Continui a riconoscerti in tutte le canzoni di Suerte oppure, visto quanto dicevamo prima, da alcune ti senti più lontano?


Assolutamente sì, mi riconosco in tutte le canzoni di “Suerte”, e anzi per fortuna continuo ad emozionarmi nel cantarle. Questo è un buon segno.

Mettere insieme la cumbia elettronica col polesine suona come una bella sfida: quali sono, se ci sono, gli elementi di contatto tra queste due realtà secondo te?


Parlare di cumbia è come parlare di rock: ce n’è per tutti i gusti. La cumbia che piace a me è quella più ruvida, percussiva, legnosa, folklorica, oscura, selvaggia ed onirica (ti citerei come esempi Dengue Dengue Dengue e Chancha Via Circuito). Io credo che il Polesine sia tutto questo: selvaggio, a tratti oscuro, onirico, legnoso; sovrapporre queste due realtà mi è sembrata una pista di lavoro intelligente e sensata da seguire, ma allo stesso anche naturale e non forzata. Questa intuizione mi ha dato la possibilità di sperimentare con certe sonorità ma allo stesso tempo di definire una mia personalissima reinterpretazione del genere, fondendolo con un approccio più cantautorale, che è da sempre parte di me.

Mi ha incuriosito tantissimo DIMMI DOV’ERA (abbracciato a una nutria): di chi o di che cosa parli in questa canzone?
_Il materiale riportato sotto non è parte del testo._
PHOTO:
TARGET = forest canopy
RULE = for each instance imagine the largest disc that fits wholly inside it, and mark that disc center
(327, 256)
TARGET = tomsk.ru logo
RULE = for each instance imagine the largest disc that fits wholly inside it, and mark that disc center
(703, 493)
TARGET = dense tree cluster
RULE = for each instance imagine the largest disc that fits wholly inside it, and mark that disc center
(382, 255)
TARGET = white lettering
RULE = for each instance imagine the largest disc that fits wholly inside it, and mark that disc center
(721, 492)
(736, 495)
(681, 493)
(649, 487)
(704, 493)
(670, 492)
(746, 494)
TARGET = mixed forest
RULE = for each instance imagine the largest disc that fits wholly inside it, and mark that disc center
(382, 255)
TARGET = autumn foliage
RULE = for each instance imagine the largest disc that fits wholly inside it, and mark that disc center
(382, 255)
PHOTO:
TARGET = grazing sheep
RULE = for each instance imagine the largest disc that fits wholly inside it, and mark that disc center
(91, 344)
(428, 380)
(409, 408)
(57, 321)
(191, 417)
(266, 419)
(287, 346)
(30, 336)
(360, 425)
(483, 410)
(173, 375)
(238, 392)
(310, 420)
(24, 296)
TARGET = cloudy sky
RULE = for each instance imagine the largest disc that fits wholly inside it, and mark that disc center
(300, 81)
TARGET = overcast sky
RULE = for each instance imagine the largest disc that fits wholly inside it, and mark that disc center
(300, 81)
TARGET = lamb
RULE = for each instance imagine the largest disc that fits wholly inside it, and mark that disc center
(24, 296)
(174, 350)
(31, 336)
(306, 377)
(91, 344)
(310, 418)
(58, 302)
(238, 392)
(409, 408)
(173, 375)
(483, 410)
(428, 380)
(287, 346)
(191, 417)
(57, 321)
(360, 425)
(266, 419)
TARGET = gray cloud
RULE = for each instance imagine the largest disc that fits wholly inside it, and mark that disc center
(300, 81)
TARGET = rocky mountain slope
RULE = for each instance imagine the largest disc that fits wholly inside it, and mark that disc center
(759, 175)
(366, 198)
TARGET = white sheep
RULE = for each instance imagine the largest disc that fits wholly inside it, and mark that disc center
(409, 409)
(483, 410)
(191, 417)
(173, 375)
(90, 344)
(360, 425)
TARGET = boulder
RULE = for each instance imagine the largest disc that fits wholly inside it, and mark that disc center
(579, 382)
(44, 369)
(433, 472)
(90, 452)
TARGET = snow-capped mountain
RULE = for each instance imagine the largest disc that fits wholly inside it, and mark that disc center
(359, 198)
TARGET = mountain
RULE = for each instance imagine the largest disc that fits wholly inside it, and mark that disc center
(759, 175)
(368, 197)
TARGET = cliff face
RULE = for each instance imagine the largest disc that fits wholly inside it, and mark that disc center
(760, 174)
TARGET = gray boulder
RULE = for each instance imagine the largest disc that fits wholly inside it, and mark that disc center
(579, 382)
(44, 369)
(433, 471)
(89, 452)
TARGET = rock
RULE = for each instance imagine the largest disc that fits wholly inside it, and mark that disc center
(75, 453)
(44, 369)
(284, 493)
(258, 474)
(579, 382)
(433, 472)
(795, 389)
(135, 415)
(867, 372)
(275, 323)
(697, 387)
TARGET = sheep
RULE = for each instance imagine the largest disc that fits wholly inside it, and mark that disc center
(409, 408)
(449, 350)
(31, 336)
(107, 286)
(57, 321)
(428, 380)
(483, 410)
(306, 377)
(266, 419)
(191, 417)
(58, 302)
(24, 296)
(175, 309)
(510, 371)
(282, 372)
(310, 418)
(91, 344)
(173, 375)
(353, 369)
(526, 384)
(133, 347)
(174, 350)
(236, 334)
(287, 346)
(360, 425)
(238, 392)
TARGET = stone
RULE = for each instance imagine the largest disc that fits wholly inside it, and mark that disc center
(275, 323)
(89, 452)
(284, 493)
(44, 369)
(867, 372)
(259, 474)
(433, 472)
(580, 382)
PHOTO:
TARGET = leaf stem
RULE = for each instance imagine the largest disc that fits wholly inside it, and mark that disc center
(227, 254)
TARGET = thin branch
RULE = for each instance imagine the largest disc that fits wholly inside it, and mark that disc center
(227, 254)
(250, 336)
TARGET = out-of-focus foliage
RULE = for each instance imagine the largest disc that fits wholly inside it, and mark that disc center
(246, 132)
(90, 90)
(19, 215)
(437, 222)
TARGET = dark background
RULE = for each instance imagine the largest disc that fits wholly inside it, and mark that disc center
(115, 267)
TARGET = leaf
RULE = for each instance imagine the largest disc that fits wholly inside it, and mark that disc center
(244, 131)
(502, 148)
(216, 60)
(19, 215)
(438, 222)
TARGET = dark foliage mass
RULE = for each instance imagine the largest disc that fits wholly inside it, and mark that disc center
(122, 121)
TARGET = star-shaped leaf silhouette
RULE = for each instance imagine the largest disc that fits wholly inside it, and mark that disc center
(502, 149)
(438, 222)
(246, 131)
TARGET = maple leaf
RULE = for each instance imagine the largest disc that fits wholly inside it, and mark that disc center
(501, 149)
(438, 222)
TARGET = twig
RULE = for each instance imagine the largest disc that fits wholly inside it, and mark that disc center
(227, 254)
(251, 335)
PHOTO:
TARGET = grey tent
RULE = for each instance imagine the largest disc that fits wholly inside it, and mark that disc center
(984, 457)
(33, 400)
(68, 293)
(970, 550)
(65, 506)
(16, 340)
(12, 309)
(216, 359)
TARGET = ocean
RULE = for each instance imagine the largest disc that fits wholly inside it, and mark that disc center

Immaginati le chiacchere al bar di paese tra due soggetti che parlano a proposito di un terzo personaggio.
Il testo ruota attorno proprio a questa figura: un personaggio che si stanca di quanto tutto debba essere sempre così inesorabilmente complicato. Si stanca di accettare come dato di fatto che ogni giorno sia sempre l’alba di una nuova battaglia. Lui è un tipo semplice e forse anche un po’ svogliato… e allora ad un certo punto, senza pensarci troppo, prende su le sue quattro cose e, percorrendo una strada che costeggia un fosso, se ne va. Non chiedermi dove, non lo so. Se lo stanno ancora chiedendo anche i tizi al bar.
 

Cumbia nella nebbia invece è un pezzo tutto strumentale, che però forse è la massima sintesi tra i due mondi che dicevamo prima: cumbia elettronica e rive del Po. È così? Per realizzarlo hai usato effetti sonori o strumenti particolari?
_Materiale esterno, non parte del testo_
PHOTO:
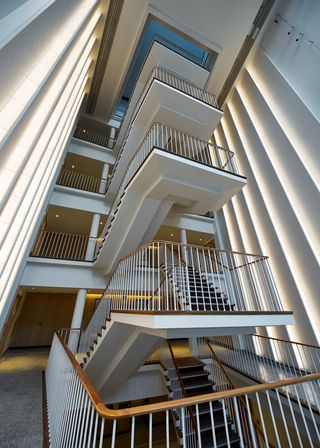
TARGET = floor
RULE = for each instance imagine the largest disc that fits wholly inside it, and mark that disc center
(21, 398)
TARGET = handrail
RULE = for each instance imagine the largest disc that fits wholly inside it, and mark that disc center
(111, 414)
(193, 420)
(244, 404)
(175, 142)
(167, 77)
(285, 340)
(81, 181)
(60, 245)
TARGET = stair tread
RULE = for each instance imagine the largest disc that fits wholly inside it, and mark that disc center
(188, 362)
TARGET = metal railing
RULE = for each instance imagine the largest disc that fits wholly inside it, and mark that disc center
(170, 276)
(77, 415)
(223, 381)
(63, 246)
(98, 138)
(176, 142)
(80, 181)
(97, 323)
(266, 359)
(171, 79)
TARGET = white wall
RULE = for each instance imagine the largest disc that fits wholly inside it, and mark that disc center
(271, 123)
(45, 70)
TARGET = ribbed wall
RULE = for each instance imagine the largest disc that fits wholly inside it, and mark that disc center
(276, 141)
(36, 121)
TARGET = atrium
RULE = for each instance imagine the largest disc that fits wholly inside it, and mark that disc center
(159, 214)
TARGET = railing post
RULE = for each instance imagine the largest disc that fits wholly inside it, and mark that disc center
(104, 178)
(77, 320)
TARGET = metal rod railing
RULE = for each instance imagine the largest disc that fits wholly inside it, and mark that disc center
(176, 142)
(81, 181)
(267, 359)
(224, 382)
(171, 79)
(63, 246)
(166, 276)
(77, 415)
(97, 323)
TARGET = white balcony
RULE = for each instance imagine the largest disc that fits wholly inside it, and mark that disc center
(169, 168)
(171, 100)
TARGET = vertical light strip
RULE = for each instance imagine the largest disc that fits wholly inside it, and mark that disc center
(7, 279)
(27, 205)
(13, 203)
(20, 152)
(273, 216)
(14, 109)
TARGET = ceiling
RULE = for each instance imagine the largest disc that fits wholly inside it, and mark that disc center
(220, 25)
(167, 233)
(83, 165)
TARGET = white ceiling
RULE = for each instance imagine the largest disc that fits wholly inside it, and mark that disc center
(221, 25)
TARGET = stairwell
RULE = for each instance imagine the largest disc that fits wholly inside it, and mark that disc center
(187, 377)
(195, 291)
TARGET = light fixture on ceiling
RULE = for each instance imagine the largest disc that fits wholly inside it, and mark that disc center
(291, 31)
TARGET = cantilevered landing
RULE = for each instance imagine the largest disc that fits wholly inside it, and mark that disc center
(131, 337)
(170, 106)
(164, 179)
(160, 55)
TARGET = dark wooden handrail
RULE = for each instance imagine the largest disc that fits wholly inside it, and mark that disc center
(286, 340)
(243, 403)
(193, 420)
(111, 414)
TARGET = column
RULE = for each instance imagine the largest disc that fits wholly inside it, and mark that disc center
(77, 319)
(104, 178)
(111, 137)
(92, 237)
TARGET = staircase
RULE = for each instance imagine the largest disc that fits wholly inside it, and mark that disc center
(194, 290)
(195, 381)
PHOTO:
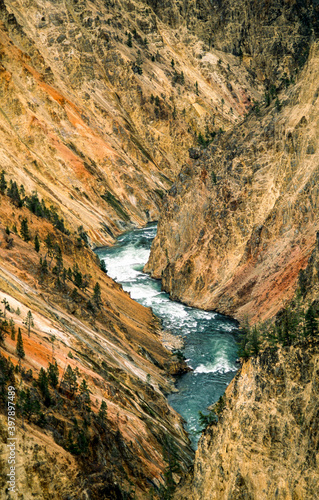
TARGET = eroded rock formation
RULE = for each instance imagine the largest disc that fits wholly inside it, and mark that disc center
(240, 221)
(265, 444)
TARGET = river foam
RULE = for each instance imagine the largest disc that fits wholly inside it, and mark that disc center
(209, 338)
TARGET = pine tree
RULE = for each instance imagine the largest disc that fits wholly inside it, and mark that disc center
(6, 307)
(13, 332)
(36, 243)
(102, 415)
(97, 299)
(129, 40)
(24, 231)
(28, 322)
(19, 347)
(85, 396)
(44, 386)
(53, 374)
(3, 182)
(311, 322)
(70, 378)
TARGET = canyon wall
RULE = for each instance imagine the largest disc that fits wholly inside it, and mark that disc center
(99, 103)
(240, 221)
(265, 444)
Come dicevo poc’anzi ci sono molti modi di fare e di intendere la cumbia (per fortuna!). “Cumbia nella nebbia” è la mia risposta, è il mio personalissimo modo di interpretare la cumbia: molto percussiva, con suoni molto “veri”, crudi e legnosi, mentre a livello melodico aleggia un’atmosfera rarefatta, surrealista, anche a tratti oscura. La cumbia che piace a me è così, e volevo farne una canzone che fosse una sorta di manifesto cumbiero di Banadisa. Per fare questo brano (ma in generale un po’ per tutto il disco) ho cercato di usare quanti più strumenti percussivi “veri”, cioè acustici, evitando di usare sample o campioni sintetici di suoni.
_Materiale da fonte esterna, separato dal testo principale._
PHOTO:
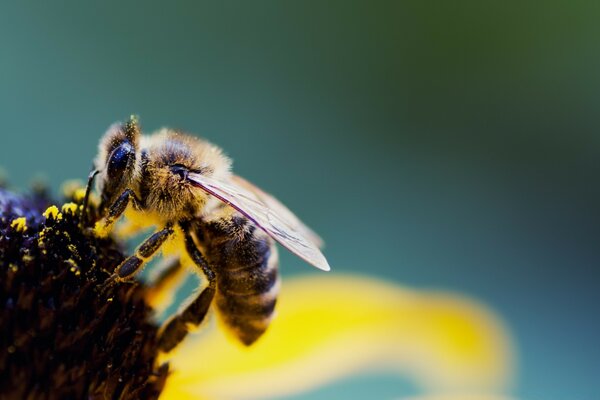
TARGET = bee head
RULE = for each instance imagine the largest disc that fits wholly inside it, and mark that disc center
(116, 159)
(170, 157)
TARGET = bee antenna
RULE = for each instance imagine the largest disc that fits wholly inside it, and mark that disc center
(86, 198)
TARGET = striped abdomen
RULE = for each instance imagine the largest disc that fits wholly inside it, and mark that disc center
(245, 261)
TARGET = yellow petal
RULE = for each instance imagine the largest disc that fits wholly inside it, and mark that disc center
(332, 326)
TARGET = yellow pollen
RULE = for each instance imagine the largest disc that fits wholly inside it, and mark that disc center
(69, 208)
(79, 195)
(51, 212)
(19, 224)
(101, 229)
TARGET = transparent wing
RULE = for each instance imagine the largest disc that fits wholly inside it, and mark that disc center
(278, 208)
(275, 225)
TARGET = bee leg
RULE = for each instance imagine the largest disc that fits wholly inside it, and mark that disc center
(86, 198)
(164, 284)
(115, 210)
(143, 253)
(177, 328)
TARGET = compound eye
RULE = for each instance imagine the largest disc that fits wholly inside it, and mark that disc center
(119, 159)
(180, 170)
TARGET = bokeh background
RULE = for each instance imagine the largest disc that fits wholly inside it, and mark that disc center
(448, 145)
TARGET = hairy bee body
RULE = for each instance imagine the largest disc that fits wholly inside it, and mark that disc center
(227, 227)
(246, 262)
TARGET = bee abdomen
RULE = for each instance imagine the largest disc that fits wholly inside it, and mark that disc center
(246, 294)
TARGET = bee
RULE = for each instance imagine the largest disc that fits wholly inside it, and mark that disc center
(224, 225)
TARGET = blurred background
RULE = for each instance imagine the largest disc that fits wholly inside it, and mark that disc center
(449, 145)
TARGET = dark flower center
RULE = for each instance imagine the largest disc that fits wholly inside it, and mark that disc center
(64, 333)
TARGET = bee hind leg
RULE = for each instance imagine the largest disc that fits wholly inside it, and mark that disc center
(175, 330)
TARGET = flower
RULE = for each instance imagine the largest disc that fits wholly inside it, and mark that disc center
(65, 333)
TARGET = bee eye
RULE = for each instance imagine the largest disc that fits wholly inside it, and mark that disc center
(180, 170)
(119, 159)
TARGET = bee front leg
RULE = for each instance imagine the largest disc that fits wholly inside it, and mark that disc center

Stai pensando già a come portare questo lavoro e questi suoni live?


Certo! Ormai sono mesi che siamo alle prese con la preparazione del live. Dico “siamo” perchè ad accompagnarmi dal vivo ci sarà il mio bellissimo Clan composto da Fed Nance (nonché produttore dell’album) con il suo drum-set, Clara Andrés alla voce e Marcello Martucci alle percussioni. Tra le molte opzioni che avevo per presentare questo lavoro dal vivo, ho scelto di dare risalto alla parte ritmica; infatti il palco sarà pieno di fighissime percussioni!
Per quanto riguarda il mio ruolo, sul palco, oltre a cantare e gestire la parte elettronica, intervallerò accompagnamenti ritmici ad accompagnamenti con la chitarra.
Sta venendo una vera bomba!  Sono molto contento del risultato e non vedo l’ora di fare quanti più concerti possibile!